A friend had to move away from North London and offered to sell me her unlimited yoga pass for the rest of the 6 months on her contract. The studio said it was fine, and it was such a good deal (she got in before the studio opened with a Founders Membership for £49.99/month) I couldn’t say no. So, there I was with 6 months to do as much yoga as I wanted.
It’s no secret I love yoga. I do some jasyoga meditation/yoga every day and do an Ashtanga class every Friday at lunch. I think the best part of yoga is the opportunity to move in different ways from your everyday movement. Taking the time to hold some poses, move sideways, upside down, and just be in your body rather than asking it to be doing something for you.
So, how much yoga did I do?
I averaged 2.7 classes per week in addition to my other yoga stuff. One of those was always a restorative/yin/meditation class, and the others were a range of yoga styles. I tried lots of new-to-me yoga classes (Forrest!) and found I got along with some teachers way more than others. Let’s just say I didn’t go back to the class where the teacher was militant about our pigeon poses. I went to one class that STARTED off with handstands and turned into a proper circus by the end. One class was full of American Football players from nearby Finsbury Park. I went to a challenging Asana flow class one week and couldn’t keep up on the first sun salutation, but afterwards found myself beaming and booking into that class every week.

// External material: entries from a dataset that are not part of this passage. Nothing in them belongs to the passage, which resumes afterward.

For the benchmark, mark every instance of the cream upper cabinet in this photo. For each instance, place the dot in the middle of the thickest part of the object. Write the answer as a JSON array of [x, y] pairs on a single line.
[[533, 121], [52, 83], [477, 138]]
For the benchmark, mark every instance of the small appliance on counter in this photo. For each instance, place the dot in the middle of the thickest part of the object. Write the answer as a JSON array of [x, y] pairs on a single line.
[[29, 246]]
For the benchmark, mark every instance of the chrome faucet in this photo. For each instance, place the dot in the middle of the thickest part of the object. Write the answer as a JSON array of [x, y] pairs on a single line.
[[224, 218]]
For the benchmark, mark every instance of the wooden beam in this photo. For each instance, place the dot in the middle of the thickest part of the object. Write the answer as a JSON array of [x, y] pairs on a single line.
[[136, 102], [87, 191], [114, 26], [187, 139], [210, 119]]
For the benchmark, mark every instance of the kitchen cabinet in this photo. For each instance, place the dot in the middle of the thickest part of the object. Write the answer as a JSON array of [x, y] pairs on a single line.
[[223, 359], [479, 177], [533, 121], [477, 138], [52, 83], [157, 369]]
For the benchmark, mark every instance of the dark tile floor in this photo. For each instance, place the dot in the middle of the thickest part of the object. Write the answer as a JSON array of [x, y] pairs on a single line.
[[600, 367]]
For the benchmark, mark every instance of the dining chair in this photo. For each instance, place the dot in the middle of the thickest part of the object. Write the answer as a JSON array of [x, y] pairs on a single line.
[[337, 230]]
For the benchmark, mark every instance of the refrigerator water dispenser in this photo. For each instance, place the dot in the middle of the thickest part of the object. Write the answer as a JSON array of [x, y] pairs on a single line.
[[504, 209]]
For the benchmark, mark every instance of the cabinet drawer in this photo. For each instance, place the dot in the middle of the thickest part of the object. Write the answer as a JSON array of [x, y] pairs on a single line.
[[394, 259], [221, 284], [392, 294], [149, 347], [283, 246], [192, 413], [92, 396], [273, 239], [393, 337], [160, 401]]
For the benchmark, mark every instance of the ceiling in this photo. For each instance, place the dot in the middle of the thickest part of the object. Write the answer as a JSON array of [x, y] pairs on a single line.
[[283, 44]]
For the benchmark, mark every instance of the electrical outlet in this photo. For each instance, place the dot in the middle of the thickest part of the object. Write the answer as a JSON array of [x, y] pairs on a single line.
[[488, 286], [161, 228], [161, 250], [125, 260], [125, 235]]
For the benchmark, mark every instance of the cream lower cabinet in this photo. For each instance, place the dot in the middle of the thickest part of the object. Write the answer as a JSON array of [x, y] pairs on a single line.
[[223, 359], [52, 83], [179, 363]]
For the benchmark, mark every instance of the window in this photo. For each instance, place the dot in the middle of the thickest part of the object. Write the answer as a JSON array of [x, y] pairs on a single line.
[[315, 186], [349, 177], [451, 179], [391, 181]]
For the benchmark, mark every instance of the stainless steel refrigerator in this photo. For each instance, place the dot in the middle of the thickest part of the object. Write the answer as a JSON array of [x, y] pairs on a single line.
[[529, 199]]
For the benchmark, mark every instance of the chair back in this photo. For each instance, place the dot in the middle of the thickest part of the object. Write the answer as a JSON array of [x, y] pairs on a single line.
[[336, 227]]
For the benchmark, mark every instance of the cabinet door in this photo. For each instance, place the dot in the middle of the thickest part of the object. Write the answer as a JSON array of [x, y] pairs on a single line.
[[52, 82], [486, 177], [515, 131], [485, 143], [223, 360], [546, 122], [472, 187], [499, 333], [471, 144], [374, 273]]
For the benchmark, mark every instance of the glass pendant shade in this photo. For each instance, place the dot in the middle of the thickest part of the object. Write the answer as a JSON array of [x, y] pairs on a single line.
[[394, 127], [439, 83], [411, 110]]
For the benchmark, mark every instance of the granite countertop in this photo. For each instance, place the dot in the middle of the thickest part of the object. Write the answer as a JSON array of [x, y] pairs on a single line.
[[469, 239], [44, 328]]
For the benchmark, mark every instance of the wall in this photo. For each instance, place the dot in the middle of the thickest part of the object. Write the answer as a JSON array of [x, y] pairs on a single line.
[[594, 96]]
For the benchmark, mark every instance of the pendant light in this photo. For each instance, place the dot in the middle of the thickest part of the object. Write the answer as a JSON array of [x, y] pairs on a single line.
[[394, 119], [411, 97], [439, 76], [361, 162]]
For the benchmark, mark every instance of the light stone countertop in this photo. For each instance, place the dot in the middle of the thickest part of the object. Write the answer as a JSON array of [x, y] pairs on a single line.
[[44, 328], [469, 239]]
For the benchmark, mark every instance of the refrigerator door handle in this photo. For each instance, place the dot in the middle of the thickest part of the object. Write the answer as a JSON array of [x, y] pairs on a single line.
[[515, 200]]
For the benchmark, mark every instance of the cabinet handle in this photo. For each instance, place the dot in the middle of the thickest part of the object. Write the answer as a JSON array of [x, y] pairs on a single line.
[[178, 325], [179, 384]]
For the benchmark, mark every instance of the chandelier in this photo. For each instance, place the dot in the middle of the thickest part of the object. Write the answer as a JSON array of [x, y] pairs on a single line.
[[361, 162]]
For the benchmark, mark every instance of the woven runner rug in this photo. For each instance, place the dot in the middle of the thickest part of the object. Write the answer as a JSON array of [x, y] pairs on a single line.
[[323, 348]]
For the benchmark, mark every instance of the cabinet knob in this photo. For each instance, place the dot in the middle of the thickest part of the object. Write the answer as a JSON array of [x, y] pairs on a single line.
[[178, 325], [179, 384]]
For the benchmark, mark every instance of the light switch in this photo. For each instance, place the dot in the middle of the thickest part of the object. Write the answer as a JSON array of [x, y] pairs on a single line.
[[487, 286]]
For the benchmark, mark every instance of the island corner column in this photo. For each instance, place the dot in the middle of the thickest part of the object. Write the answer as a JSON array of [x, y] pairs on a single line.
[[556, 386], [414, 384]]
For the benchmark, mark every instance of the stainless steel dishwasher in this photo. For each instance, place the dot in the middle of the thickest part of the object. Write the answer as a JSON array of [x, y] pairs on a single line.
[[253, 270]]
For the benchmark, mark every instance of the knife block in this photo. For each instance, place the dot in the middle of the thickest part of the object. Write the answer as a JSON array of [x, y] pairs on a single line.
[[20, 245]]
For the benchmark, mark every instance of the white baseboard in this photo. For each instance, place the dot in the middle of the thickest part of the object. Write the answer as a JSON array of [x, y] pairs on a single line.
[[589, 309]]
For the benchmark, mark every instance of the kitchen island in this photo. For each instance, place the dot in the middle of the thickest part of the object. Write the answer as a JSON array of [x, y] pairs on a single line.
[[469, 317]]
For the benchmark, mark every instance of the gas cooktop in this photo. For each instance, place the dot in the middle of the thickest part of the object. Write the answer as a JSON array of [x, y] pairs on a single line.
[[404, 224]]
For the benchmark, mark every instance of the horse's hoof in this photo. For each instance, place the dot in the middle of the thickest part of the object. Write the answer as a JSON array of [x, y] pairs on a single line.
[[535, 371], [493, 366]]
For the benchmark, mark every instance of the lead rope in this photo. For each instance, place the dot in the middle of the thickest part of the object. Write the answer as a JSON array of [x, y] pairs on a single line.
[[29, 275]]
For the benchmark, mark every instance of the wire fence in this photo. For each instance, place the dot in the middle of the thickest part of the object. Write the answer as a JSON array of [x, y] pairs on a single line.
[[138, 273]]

I didn’t see this as a challenge but as a part of my life. Yoga every day was never going to work for me (even if it is a hashtag someone added the word damn to make it cool), nor was a rigid schedule. It wasn’t even about having a specific goal like stretching more or developing strength. Having unlimited access to a studio did allow me do more yoga than usual and I found myself checking the schedule if I had unexpected free time. It didn’t hurt that I even learned you can order a burrito across the street from Street N4 before class and they’ll have it fresh and ready for you post class.
I’ve cancelled my membership for the end of this month even though I really enjoyed it. Yoga classes, pool & lake admissions, races & events all add up, and liking something doesn’t mean I have to do it all the time. I see a lot of people online trying to live up to an identity they’ve created rather than living their actual right now life. Everything has to be a big goal, a series of blogs, updates, highs and lows. I’m hoping that this can be a voice in the obsessive-wilderness of the internet that says just trying is OK. Doing something for a little while is OK. You don’t have to be the “most person to do the thing ever”. Writing a blog to talk about the yoga I’ve done might seem like just that that, but I still think there is value in sharing beyond bragging. I found a good studio, tried out how it felt to add more yoga classes to my lifestyle, and ended up feeling better for it overall.